Looking across at the hotel, I am reminded of the city streets of New York. Fancy furniture is positioned in the windows. The kind of furniture that looks nice, but that probably offers much less comfort than the wall and grassy hill I currently occupy. There is low mood lighting and the staff are dressed in their best unisex fashion. It reminds me that I need to tell you about the Vietnamese love for uniforms. I shall get to that soon, but not now.

The final business in this building is the DONGA Bank. I have no idea what that means, but the name is decidedly not Vietnamese. It is more Korean than anything else. In Korea, Dong means neighborhood or district. And I will let you decide what it means back in the States. But for now, it means "the only blue sign on this city block - another thing I failed to mention is that this building is the width of a small city block. On one side is De Tham Street, and on the other side is a nameless alleyway. It might be 185 Pham Ngu Lao but I don't want to bother to walk across the road to find out. It is like most alleys in HCMC. The road takes on the address of one place. Then each business along the strip is numbered. 185/1, 185/3, 185/5 and so on. If my memory serves me correctly, there are about 30 or so shops, restaurants, and hotels on each side of the alley. And the other side is just as busy.  All of this condensed into 185 Pham Ngu Lao. This is Ho Chi Minh City. Business and commerce thrive at every turn.

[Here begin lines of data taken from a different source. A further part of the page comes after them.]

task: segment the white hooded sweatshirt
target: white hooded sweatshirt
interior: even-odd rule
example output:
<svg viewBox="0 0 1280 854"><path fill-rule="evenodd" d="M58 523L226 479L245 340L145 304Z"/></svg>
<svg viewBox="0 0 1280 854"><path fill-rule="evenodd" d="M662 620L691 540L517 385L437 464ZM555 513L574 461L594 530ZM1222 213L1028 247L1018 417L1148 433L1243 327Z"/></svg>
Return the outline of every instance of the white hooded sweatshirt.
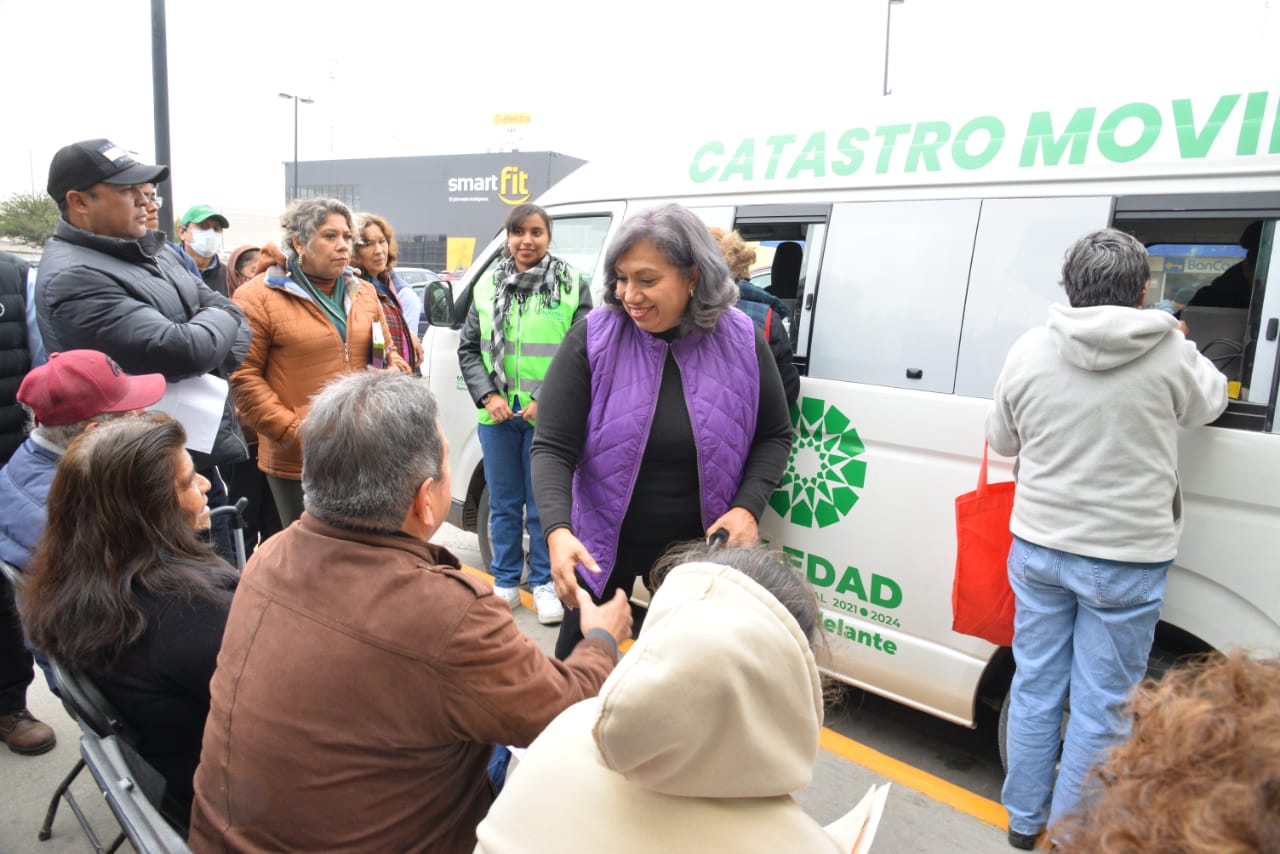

Trying to describe this scene makes me feel small. This is a city of over 8 million people and I am looking at one small city block, in one district. I can see 15 Vina Sun taxi minivans, one #3 city bus, the number 50 city bus (which is much bigger and looks a lot nicer tan it's green and white cousin. There are at least 300 people within my vision, maybe 400. And finally I can see no less than 200 motorbikes. Throw in some backpackers, an large orange Thuong Trang Hyundai tourist bus, 10 guys offering xe om -motorbike taxi- rides, 3 cigarette carts, 4 fruit vendors, a woman selling books, a guy with 3 large 5 gallon size water jugs on his scooter, a cyclo driver with a commercial vacuum and attachments in his cart, a pimp in all black with a black suede had on an old blue girl's ten speed bicycle, 40 miles of power lines double and redouble in a one block radius, a puppy, 2 guys selling sunglasses (they carry large particle board displays with 50 pairs of sunglasses attached), a few women in pajamas, a girl of about 4 years old in a ballet outfit, her mother in a dress so tight that I can see what she intends to have for dinner - and on and on.

I am going to pause and see how she manages to get into a taxi without tearing her dress.